Anonymous asks:

Do you think evasiveness and accuracy should be actual stats rather than just background stats that are the same for every pokemon unless altered in-battle by some sort of move.

I’m going to go with “no.”

Partly this is because I think the game is just better with ‘safe’ attack options, stuff you can always rely on to hit, which wouldn’t be possible with accuracy and evasion as base stats.  Mostly, though, it’s because this would make risk/reward calculations impossible and utterly invalidate a lot of the strategic thinking involved in the game.  Think about it.  If accuracy and evasion are base stats, then both will have EVs and IVs associated with them, and there’s no way you can know how much effort an opponent’s Pokémon has invested in accuracy or evasion.  With most of the other stats you can often make a rough estimate after seeing an attack or two, because if you know approximately how much damage your Pokémon tend to deal or take from different opponents (which you can get a feel for by spending time in the Battle Subway or whatever), you can say things like “well, that’s a lot more than I’d expect; he must have trained very heavily in special attack.”  For accuracy and evasion, though, a single hit or miss tells you nothing; you’d probably need to observe one Pokémon over several battles.  This being the case, not only can you no longer be sure an attack will hit, you can’t even know how likely an attack is to hit!  There is no longer any such thing as a calculated risk under those circumstances, and I just don’t think that’s an improvement.

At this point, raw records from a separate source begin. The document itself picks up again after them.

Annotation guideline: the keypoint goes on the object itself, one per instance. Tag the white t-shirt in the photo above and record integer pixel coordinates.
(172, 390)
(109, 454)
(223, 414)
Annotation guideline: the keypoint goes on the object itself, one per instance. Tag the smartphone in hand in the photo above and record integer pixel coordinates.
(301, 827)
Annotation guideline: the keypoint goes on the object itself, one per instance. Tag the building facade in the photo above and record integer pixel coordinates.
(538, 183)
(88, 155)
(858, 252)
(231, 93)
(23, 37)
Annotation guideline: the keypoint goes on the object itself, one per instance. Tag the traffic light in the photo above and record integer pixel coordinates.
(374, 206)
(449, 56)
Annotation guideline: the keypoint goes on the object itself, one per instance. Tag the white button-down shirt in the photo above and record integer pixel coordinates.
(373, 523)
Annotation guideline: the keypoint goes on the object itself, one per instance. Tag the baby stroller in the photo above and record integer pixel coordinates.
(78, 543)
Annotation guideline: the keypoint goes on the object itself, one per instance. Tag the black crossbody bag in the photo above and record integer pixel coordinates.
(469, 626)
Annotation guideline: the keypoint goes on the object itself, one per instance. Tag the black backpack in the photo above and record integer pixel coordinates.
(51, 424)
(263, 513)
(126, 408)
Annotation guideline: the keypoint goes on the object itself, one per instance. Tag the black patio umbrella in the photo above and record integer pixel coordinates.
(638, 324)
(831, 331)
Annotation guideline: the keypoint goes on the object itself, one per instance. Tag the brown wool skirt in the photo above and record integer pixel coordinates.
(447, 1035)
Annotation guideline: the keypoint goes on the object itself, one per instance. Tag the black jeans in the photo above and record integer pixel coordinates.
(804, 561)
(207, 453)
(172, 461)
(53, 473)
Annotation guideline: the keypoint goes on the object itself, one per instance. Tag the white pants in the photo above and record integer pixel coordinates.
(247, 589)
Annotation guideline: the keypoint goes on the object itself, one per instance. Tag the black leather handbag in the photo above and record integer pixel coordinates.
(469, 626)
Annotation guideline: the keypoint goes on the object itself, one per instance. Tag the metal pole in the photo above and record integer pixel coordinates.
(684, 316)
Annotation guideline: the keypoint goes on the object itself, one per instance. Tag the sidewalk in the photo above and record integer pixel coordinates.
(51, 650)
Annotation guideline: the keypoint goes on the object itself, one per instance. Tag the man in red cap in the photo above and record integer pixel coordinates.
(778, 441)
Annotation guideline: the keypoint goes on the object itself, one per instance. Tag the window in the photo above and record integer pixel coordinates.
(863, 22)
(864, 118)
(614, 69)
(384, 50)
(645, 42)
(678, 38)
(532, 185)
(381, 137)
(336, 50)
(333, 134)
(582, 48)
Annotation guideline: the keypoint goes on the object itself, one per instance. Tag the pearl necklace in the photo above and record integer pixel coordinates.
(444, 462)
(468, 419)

EDIT: I suppose it might be nice to add a level factor to the equation that determines whether attacks hit or miss, so that Pokémon of high levels are more likely to dodge attacks from Pokémon of low levels, and so forth, but I’m not totally sure about the actual value of doing that – and it would make AI opponents who rely on their inflated levels to compensate for their lack of effort training, like the Elite Four, incredibly frustrating.